April 6 : 7:00 pm 8:45 pm

“A magnificent exploration of passion, featuring iconic gender fluidity…This film is cinematic poetry ” – Jay Jacobson

MOROCCO not only introduced Marlene Dietrich to English-speaking audiences, the film revolutionized fashion and eroticism with the androgyny of her iconic tuxedo. Here, Morocco isn’t a real place. It’s a sensual realm of the European imagination where wealthy hedonists mingle with adventure-seekers, and women can escape narrowly defined social and sexual roles. Gary Cooper and Adolphe Menjou also appear in this film, but who was looking at them? Marlene Dietrich steams up the screen in her first appearance in an American film – her second in a cycle of seven collaborations with director Josef von Sternberg.
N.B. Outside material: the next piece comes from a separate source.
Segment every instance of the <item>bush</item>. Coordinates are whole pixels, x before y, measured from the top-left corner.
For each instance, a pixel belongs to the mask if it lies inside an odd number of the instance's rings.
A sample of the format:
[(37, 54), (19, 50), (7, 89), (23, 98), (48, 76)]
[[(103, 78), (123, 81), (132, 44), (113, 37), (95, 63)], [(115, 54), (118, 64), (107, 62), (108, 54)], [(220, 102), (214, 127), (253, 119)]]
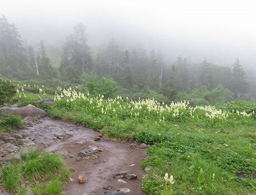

MOROCCO is a lavishly detailed, unashamedly romantic frame-story for Dietrich’s mesmerizing musical numbers. In the film’s most heavily publicized scene, Dietrich swaggers through a cabaret wearing a tuxedo and top hat by costume designer Travis Banton, before kissing a female patron. Her playful gender satire catapulted women’s trousers into the fashion mainstream, and shaped queer iconography for generations to come. It also inspired Yves Saint Laurent’s 1966 Le Smoking collection of women’s pantsuits.